Implement batch insert to improve performance


I have written the following code to insert data to MEMSql which has almost similar syntax like in MySQL.

def get_connection(db=DATABASE):
    """ Returns a new connection to the database. """
    return database.connect(host=HOST, port=PORT, user=USER, password=PASSWORD, database=db)



def insert_data(data):
    print 'inserting data...'

    for item in data:
        vars_to_sql = []
        keys_to_sql = []
        print(item)
        for key,value in item.iteritems():
             if key == '__osHeaders':
                value = str(value)
             if isinstance(value, unicode):
                vars_to_sql.append(value.encode('ascii', 'ignore'))
                keys_to_sql.append(key.encode('ascii', 'ignore'))
             else:
                vars_to_sql.append(value)
                keys_to_sql.append(key)

        keys_to_sql = ', '.join(keys_to_sql)
        with get_connection() as conn:

             c = conn.execute("INSERT INTO tablename (%s) VALUES %r" % (keys_to_sql,  tuple(vars_to_sql),))
             print c

The field names can not be hard coded since they might change according to the data I get from the other end. Any way its a dictionary I'm iterating here. Since this single insertion is very slow I need to take batch size as a variable, form the query statement and insert it accordingly. So the query for batch size of 2 will be INSERT INTO tablename col1, col2 VALUES ('a', 'b'),('c','d')

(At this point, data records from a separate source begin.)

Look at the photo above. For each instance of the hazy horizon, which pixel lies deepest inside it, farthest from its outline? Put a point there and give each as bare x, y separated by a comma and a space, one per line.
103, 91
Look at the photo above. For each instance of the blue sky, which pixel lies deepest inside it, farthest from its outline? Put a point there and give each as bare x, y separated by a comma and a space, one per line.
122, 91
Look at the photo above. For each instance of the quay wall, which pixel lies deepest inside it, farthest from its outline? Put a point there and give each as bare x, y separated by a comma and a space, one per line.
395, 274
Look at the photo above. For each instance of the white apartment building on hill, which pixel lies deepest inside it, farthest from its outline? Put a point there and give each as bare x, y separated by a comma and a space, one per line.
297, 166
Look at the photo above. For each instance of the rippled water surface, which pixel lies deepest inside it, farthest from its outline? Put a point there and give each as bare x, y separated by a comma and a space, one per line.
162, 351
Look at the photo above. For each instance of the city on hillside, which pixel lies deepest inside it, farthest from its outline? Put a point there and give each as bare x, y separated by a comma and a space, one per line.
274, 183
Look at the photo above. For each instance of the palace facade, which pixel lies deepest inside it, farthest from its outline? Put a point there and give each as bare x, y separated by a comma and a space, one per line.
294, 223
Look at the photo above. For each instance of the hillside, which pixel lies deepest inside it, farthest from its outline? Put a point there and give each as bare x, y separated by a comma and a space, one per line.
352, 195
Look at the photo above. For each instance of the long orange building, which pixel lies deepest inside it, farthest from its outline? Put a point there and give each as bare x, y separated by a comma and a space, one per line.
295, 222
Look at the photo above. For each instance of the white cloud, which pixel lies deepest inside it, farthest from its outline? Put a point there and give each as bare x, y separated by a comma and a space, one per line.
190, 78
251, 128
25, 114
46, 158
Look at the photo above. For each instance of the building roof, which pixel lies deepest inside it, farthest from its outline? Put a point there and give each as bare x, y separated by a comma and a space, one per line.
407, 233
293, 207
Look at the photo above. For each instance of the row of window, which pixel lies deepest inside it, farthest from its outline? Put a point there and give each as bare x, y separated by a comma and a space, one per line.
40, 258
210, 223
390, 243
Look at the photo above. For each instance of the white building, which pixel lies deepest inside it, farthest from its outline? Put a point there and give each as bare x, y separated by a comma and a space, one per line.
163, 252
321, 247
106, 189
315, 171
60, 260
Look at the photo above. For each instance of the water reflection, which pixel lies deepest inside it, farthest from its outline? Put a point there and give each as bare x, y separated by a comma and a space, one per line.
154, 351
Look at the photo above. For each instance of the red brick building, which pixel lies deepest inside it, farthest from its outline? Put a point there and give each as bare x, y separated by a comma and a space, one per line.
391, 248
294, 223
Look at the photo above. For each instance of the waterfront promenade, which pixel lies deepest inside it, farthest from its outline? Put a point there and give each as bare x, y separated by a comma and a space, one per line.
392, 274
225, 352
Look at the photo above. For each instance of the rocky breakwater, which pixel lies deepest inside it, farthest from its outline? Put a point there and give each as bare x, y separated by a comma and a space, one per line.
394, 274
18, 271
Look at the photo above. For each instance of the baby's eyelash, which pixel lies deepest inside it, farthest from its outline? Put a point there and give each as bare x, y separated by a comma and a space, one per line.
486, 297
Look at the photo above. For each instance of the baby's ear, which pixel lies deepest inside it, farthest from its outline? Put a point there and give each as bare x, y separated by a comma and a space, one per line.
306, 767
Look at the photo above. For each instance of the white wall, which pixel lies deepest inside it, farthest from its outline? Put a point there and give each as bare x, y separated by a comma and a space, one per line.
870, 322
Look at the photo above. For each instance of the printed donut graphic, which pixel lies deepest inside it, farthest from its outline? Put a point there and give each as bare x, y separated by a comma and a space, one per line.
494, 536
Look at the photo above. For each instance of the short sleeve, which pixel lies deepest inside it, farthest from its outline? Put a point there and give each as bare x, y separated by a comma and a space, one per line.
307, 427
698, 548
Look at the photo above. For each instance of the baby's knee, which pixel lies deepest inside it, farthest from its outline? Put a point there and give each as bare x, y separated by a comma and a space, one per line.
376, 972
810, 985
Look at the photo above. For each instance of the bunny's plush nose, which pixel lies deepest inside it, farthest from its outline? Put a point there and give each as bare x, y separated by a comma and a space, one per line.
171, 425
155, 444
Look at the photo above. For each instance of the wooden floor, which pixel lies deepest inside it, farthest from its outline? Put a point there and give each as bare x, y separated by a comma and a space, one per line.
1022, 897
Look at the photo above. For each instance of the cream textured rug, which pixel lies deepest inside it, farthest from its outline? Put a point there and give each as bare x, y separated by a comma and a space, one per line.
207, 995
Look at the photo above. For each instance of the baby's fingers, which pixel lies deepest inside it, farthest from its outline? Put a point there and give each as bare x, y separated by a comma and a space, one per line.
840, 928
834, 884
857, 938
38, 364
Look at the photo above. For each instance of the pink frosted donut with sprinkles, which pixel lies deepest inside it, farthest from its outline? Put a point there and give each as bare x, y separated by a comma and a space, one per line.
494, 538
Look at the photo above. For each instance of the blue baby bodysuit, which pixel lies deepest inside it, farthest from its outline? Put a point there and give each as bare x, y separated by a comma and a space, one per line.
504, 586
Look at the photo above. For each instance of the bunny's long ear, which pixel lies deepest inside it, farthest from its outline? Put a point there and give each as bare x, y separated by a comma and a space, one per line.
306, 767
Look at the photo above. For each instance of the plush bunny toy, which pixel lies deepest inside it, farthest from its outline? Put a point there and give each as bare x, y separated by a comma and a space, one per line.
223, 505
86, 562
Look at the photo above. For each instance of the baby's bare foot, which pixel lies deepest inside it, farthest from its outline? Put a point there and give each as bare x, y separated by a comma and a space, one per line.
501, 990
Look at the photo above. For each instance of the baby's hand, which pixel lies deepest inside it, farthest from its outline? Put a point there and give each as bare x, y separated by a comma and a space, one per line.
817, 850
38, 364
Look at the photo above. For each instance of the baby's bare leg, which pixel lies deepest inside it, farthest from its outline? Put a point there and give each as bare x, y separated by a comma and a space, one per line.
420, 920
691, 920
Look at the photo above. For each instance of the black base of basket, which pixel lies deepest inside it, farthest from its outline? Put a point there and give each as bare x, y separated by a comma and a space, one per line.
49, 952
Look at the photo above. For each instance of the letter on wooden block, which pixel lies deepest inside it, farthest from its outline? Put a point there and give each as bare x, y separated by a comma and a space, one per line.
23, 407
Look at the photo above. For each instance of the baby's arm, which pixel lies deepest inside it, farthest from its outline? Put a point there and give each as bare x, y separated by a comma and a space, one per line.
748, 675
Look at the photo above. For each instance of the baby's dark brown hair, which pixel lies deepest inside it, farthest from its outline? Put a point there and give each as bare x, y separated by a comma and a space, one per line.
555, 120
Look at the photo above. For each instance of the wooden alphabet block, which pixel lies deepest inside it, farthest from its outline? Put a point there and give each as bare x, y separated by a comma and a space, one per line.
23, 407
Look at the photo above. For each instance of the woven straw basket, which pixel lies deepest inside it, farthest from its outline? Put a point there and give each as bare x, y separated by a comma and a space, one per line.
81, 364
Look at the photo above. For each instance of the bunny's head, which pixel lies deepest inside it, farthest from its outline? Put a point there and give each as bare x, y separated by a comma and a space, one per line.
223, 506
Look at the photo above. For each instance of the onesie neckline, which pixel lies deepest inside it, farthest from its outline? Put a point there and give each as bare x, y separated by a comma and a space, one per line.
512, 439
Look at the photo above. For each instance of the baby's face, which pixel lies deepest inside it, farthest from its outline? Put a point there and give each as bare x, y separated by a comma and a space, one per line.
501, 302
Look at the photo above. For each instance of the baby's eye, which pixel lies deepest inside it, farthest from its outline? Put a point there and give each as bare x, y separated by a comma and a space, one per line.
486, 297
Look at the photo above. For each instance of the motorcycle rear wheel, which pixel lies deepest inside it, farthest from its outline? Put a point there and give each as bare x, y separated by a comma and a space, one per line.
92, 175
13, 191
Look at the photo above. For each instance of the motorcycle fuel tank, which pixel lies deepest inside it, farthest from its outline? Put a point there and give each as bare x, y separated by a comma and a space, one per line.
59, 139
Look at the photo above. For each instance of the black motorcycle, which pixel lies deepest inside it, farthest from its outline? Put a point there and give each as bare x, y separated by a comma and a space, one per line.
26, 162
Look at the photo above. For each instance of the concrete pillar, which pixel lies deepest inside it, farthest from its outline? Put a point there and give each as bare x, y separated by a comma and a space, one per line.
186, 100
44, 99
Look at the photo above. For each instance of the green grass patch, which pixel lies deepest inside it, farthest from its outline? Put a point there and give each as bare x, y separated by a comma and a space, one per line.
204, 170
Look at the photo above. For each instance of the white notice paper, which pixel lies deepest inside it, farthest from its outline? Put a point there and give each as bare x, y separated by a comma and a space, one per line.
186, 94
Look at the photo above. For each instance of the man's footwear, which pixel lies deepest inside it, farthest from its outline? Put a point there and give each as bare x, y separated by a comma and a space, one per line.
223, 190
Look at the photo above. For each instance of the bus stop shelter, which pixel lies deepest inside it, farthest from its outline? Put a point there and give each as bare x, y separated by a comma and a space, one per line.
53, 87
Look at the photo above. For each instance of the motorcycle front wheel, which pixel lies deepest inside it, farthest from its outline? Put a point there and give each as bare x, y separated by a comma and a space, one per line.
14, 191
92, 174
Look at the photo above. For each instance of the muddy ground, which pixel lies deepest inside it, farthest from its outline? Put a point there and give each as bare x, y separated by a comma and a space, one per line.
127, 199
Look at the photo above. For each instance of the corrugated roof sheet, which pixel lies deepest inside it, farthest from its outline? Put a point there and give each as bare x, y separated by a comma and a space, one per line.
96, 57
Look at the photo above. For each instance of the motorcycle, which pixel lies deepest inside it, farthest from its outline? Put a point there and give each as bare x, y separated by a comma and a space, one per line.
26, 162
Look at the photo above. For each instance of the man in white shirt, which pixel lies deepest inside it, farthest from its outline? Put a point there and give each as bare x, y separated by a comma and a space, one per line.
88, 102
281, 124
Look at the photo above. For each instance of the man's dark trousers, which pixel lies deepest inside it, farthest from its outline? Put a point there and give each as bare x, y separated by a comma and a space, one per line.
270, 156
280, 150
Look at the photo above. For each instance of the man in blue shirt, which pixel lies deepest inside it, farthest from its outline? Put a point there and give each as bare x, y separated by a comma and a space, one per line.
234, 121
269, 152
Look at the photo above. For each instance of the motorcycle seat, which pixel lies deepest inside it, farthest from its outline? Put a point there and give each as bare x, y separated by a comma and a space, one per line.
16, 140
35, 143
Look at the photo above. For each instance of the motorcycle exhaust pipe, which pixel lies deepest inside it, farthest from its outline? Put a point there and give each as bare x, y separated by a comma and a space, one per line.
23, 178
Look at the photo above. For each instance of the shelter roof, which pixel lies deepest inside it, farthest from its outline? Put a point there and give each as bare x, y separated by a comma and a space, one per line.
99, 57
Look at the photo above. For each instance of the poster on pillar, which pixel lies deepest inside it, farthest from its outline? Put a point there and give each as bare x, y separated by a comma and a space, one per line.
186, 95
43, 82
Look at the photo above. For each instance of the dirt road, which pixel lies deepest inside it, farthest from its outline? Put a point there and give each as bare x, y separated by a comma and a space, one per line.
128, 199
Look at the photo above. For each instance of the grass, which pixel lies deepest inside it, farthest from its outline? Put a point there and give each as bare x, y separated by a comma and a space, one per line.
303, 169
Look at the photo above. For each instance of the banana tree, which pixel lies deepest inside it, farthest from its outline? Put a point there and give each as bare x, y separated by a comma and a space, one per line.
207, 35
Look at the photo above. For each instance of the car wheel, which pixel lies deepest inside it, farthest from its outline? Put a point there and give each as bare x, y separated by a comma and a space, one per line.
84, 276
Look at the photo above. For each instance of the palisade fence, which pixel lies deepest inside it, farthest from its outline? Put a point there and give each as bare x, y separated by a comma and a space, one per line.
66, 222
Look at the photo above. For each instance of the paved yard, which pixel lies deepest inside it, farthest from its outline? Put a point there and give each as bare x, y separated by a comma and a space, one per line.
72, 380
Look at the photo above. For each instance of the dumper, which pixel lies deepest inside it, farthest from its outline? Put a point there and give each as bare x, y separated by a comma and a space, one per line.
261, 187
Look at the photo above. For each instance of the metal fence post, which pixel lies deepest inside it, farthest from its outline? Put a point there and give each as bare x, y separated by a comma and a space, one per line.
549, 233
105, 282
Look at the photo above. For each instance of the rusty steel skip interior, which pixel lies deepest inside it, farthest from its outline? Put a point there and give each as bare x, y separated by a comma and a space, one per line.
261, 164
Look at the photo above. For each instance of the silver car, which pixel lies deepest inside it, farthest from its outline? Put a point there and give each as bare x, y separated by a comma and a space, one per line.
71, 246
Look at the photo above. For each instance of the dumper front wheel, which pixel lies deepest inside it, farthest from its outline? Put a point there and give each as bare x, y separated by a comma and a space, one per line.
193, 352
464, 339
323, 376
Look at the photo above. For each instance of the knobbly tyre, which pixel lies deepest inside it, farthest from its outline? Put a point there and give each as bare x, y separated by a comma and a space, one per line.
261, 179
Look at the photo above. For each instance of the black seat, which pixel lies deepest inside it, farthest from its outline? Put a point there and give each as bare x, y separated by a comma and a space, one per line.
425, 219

Please help me how to introduce it here.


Solution

  • If you are using the MemSQL Python library you can use the multi_insert helper provided in the memsql.common.query_builder package. For example:

    from memsql.common.query_builder import multi_insert
    from memsql.common.database import connect
    
    sql, params = multi_insert("my_table", { "foo": 1 }, { "foo": 2 })
    # sql = 'INSERT INTO `my_table` (`foo`) VALUES (%(_QB_ROW_0)s), (%(_QB_ROW_1)s)'
    # params = {'_QB_ROW_0': [1], '_QB_ROW_1': [2]}
    
    with connect(...) as conn:
        conn.execute(sql, **params)
    

    Note that multi_insert requires that each record has the same set of columns defined since it translates it to a tuple based insert for the query.